A beginner's guide to gawk

The gawk command is a standard sysadmin tool. Learn to use it to extract information from files and your system.
Image
Beginner's guide to awk
Image by Free-Photos from Pixabay

gawk is the GNU implementation of the Awk programming language, first developed for the UNIX operating system in the 1970s. The Awk programming language specializes in dealing with data formatting in text files, particularly text data organized in columns.

Using the Awk programming language, you can manipulate or extract data, generate reports, match patterns, perform calculations, and more, with great flexibility. Awk allows you to accomplish somewhat difficult tasks with a single line of code. To achieve the same results using traditional programming languages such as C or Python would require additional effort and many lines of code.

gawk also refers to the command-line utility available by default with most Linux distributions. Most distributions also provide a symbolic link for awk pointing to gawk. For simplicity, from now on, we'll refer to the utility only as awk.

awk processes data straight from standard input - STDIN. A common pattern is to pipe the output of other programs into awk to extract and print data, but awk can also process data from files.

In this article, you'll use awk to analyze data from a file with space-separated columns. Let's start by reviewing the sample data.

Example data

For the examples in this guide, let's use the output of the command ps ux saved in the file psux.out. Here's a sample of the data in the file:

$ head psux.out
USER         PID %CPU %MEM    VSZ   RSS TTY      STAT START   TIME COMMAND
ricardo     1446  0.0  0.2  21644 11536 ?        Ss   Sep10   0:00 /usr/lib/systemd/systemd --user
ricardo     1448  0.0  0.1  49212  5848 ?        S    Sep10   0:00 (sd-pam)
ricardo     1459  0.0  0.1 447560  7148 ?        Sl   Sep10   0:00 /usr/bin/gnome-keyring-daemon --daemonize --login
ricardo     1467  0.0  0.1 369144  6080 tty2     Ssl+ Sep10   0:00 /usr/libexec/gdm-wayland-session /usr/bin/gnome-session
ricardo     1469  0.0  0.1 277692  4112 ?        Ss   Sep10   0:00 /usr/bin/dbus-broker-launch --scope user
ricardo     1471  0.0  0.1   6836  4408 ?        S    Sep10   0:00 dbus-broker --log 4 --controller 11 --machine-id 16355057c7274843823dd747f8e2978b --max-bytes 100000000000000 --max-fds 25000000000000 --max-matches 5000000000
ricardo     1474  0.0  0.3 467744 14132 tty2     Sl+  Sep10   0:00 /usr/libexec/gnome-session-binary
ricardo     1531  0.0  0.1 297456  4280 ?        Ssl  Sep10   0:00 /usr/libexec/gnome-session-ctl --monitor
ricardo     1532  0.0  0.3 1230908 12920 ?       S<sl Sep10   0:01 /usr/bin/pulseaudio --daemonize=no

You can download the complete file from here, using this command:

$ curl -o psux.out https://gitlab.com/-/snippets/2013935/raw\?inline\=false

If you decide to use the output of ps ux on your system, adjust the values shown in the examples to match your results.

Next, let's use awk to view data from the sample file.

Basic usage

A basic awk program consists of a pattern followed by an action enclosed in curly braces.
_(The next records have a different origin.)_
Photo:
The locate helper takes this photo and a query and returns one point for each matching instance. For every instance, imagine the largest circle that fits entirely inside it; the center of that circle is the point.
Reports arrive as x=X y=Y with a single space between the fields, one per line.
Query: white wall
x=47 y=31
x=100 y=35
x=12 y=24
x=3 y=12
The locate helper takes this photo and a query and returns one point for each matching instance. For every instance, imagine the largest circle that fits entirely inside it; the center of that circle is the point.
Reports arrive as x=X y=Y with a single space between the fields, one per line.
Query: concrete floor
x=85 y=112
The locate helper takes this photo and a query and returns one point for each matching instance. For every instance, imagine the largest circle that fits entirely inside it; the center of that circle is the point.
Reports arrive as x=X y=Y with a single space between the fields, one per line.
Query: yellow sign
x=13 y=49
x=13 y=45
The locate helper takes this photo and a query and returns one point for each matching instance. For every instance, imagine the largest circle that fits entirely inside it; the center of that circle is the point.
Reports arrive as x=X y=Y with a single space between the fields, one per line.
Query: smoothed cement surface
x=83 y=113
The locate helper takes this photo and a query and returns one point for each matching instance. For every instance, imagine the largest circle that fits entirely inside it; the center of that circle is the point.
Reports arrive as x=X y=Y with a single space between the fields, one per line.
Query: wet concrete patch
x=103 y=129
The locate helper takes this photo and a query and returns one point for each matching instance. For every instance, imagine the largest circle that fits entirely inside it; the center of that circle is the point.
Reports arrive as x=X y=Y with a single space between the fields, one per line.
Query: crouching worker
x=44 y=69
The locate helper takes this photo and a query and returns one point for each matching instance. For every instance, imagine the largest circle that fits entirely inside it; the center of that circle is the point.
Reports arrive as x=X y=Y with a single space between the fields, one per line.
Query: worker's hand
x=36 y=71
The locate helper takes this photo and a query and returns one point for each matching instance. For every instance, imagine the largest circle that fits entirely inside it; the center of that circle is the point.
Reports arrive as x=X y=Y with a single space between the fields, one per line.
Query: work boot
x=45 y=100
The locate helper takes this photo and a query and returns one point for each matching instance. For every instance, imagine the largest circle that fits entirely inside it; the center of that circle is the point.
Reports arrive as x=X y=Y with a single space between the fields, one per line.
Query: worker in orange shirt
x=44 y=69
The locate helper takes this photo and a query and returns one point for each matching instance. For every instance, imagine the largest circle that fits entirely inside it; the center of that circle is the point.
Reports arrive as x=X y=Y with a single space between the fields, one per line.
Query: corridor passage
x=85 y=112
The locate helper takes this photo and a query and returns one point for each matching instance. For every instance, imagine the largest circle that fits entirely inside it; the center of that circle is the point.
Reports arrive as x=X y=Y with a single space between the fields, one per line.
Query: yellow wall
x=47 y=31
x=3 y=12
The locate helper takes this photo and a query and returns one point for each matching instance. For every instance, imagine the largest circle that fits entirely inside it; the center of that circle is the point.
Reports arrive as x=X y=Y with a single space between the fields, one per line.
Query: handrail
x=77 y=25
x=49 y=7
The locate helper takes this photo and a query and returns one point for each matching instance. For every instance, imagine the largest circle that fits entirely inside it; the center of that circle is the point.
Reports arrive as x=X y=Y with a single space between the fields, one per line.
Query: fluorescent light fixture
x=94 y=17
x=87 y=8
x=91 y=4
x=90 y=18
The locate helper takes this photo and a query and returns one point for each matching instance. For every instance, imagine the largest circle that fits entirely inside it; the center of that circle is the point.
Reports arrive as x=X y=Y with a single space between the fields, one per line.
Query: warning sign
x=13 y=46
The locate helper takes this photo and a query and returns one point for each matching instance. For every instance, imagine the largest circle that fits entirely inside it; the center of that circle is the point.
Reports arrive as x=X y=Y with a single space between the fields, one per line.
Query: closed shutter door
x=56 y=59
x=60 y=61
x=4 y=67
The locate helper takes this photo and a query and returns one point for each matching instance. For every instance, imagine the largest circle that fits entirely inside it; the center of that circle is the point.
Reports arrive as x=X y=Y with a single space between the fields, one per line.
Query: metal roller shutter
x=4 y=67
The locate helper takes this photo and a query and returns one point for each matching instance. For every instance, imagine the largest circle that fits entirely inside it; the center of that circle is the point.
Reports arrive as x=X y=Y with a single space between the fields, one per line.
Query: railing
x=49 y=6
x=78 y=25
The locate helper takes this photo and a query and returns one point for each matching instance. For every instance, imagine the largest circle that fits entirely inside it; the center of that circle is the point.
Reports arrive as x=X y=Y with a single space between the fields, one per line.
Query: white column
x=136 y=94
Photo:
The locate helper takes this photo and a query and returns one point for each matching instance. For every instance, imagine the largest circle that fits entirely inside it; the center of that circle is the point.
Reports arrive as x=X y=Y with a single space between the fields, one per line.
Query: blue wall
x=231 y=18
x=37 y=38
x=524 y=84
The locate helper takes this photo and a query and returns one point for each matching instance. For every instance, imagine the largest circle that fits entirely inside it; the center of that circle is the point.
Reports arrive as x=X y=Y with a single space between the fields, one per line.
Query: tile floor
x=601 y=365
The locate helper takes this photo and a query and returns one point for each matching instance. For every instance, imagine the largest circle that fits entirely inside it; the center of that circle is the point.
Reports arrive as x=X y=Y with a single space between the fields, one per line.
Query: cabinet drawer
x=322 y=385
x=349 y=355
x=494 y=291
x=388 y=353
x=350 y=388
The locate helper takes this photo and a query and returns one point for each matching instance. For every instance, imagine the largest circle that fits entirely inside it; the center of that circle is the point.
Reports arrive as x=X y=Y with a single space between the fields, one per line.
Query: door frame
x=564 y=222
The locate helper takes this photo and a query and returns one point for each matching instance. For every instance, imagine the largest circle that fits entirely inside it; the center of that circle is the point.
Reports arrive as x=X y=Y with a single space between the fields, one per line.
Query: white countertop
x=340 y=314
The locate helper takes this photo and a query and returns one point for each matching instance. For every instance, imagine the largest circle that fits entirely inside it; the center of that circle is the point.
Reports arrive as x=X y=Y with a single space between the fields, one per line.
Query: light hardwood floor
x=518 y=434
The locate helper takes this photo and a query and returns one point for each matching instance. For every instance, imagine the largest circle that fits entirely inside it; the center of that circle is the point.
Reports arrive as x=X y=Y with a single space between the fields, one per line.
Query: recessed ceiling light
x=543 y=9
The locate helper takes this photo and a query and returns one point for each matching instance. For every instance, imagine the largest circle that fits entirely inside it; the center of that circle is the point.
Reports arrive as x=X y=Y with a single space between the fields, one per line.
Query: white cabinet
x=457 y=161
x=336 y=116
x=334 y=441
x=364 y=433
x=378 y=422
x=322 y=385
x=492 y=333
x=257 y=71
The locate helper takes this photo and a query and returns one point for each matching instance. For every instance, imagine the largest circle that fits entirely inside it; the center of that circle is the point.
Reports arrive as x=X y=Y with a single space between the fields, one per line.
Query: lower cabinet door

You can provide a program to the awk utility inline by enclosing it in single quotation marks, like this:

$ awk 'pattern { action }'

awk processes the input data—standard input or file—line by line, executing the given action for each line—or record—that matches the pattern. If the pattern is omitted, awk executes the action on all records. An action can be as simple as printing data from the line or as complex as a full program. For example, to print all lines from the example file, use this command:

$ awk '{ print }' psux.out
USER         PID %CPU %MEM    VSZ   RSS TTY      STAT START   TIME COMMAND
ricardo     1446  0.0  0.2  21644 11536 ?        Ss   Sep10   0:00 /usr/lib/systemd/systemd --user
.... OUTPUT TRUNCATED ....

While this example is not really useful, it illustrates the awk command's basic utilization.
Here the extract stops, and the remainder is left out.